One day, after months of this, she brought in some lenses and the team's reaction was "Wow - that is it! We can see both up close and far clearly now!" So we locked in those lenses, and they became the strategic framework that enabled GlobalGiving to grow to serve more than 20,000 projects in 170 countries - providing nearly $350 million from 800,000 individual donors and some of the world's most innovative companies and foundations.
Most consultants walk away from one job to the next. But we clicked so well with Laura that we asked her to join the board - and within a short period the board elected her as chair. This year, Laura oversaw the search and recruitment process for our new CEO. As we wrestled with the large pool of exception candidates, she helped us keep our eye on the prize - i.e., the heart and soul as well as strategic promise of GlobalGiving. I am confident that the result will speak for itself in the next chapter of our growth.

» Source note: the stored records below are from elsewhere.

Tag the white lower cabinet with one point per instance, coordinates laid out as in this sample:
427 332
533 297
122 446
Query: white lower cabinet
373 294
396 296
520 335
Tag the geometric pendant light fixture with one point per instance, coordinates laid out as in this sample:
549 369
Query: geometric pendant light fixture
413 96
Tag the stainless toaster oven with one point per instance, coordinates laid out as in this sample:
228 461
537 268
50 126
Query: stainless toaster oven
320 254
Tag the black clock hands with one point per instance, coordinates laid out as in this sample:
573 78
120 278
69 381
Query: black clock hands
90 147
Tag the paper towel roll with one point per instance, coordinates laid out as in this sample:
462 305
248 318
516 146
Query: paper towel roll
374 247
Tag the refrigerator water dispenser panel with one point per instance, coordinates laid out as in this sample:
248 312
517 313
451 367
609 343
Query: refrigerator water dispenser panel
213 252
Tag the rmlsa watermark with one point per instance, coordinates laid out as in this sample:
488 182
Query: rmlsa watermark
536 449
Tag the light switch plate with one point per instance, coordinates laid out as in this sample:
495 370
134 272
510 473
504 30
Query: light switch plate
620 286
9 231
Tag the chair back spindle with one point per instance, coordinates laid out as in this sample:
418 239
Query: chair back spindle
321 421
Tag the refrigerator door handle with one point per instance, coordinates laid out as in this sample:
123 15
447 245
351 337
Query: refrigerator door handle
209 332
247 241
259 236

Laura could easily have rested on her laurels at McKinsey - or at Rockefeller Foundation or the National Endowment for the Arts, where she held senior roles. Her status would have been high, and the work (though stressful) would have been predictable, remunerative, and low-risk. But here's the thing: Laura has guts and vision, too: A couple of years ago, she decided to leave that security behind and become an entrepreneur herself, launching Upstart Co-Lab - an initiative to unleash a whole new way to invest in creativity and artists as a means to spur innovation and new solutions to the world's most pressing problems.
Upstart has already made a splash, and I have no doubt it will reach maturity in due course and go off to college itself. I hope to play a small role in supporting her to make that happen.